The objectives of this assignment are to build a command line retrieval engine on top of the inverted files created in Assignment 3. The retrieval engine should take in queries which are lists of words, run them through the same preprocessing as the collection (i.e., downcase, optionally remove stopwords) and then match the query words against the inverted file to come up with document weights (the sum of the term weights in the document). Display the ten top-ranking document identifiers or filenames to the user.
You may use any algorithm you choose to locate the postings, but your report should discuss your choices (i.e., do binary search on index file on disk versus load entire index into memory and search there). Use some appropriate data structure to avoid keeping the whole TDM in memory as a fixed array of floats.
Entries in the TDM shall be non-negative.
The query must run in a single command from the linux command
line, i.e., not be an interactive menu-based system.
For example
"retrieve dog cat bird" would be an example query.

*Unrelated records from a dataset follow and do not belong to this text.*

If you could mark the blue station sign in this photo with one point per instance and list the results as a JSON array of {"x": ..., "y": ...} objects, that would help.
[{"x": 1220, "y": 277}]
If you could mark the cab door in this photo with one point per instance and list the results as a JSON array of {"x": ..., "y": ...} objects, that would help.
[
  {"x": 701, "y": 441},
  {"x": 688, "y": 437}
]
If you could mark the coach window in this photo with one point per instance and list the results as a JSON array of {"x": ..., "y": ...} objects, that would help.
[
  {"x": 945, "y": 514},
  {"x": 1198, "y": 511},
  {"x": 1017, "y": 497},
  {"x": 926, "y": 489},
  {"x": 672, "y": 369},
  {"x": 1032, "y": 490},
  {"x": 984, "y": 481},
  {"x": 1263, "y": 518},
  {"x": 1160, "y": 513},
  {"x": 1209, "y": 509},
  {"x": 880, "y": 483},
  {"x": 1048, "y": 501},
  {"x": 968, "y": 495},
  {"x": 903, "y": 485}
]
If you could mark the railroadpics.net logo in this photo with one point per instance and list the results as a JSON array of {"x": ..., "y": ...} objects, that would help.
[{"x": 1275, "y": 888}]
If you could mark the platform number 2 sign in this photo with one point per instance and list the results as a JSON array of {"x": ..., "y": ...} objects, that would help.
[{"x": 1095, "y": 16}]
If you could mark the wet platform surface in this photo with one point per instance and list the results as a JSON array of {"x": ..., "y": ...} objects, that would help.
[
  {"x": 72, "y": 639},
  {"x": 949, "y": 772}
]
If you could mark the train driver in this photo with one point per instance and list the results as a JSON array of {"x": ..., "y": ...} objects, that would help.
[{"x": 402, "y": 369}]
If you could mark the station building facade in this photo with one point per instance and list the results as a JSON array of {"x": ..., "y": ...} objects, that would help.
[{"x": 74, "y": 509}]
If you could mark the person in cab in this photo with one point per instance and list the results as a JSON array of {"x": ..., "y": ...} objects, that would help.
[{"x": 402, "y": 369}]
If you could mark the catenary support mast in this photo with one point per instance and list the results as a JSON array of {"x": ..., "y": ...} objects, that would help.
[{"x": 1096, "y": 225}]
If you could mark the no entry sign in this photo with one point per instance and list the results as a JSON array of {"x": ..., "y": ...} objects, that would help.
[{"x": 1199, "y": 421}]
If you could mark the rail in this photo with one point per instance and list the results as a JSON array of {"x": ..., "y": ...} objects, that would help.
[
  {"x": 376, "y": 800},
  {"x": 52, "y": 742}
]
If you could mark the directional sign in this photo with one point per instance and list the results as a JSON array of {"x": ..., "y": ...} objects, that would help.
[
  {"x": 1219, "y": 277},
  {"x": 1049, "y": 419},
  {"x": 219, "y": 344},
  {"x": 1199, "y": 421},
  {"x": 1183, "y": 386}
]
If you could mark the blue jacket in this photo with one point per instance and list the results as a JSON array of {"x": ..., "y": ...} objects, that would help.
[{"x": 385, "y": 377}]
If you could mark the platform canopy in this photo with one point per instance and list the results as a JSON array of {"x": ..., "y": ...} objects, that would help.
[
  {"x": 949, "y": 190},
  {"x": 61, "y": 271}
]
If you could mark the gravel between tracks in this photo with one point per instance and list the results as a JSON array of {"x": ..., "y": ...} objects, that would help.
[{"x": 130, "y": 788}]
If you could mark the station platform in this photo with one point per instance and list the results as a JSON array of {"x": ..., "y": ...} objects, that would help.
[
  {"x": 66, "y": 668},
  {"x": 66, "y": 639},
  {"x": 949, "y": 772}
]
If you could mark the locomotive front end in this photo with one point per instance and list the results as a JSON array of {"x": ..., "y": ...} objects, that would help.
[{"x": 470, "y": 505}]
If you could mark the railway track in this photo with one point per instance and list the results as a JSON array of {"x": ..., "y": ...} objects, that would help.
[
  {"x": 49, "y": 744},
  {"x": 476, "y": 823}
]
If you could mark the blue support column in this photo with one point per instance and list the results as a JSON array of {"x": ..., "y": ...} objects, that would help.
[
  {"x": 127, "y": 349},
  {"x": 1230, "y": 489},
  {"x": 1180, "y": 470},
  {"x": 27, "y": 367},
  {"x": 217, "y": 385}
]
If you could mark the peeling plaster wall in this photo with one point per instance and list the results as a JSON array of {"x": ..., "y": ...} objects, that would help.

You are welcome to add query term weights, e.g., retrieveWt 0.3 dog 0.4 cat 0.3 bird. Weights may be negative. This implies, for example, that documents on cats will score higher than documents on dogs or birds, other things being equal. If you add query term weights, there is a 15% bonus.
Hand In
Sample queries and the top ten document identifiers).
Test your system with the following queries:
Also, hand in listings of your code and a project report which outlines your algorithms, your data structures, and any files created. Discuss the complexity (roughly) of your algorithms. Include output with the queries listed above.
A sample session would look like:
$ cd /appropriate/directory
$ retrieve dog cat mouse
013.html 0.8
404.html 0.3
332.html 0.25
...
the last of the top ten files
If no files with non-zero scores exist, print an appropriate message. Don't bother printing files with scores of zero.
As usual, prepare a report with your code and the output listed above, and submit via Blackboard.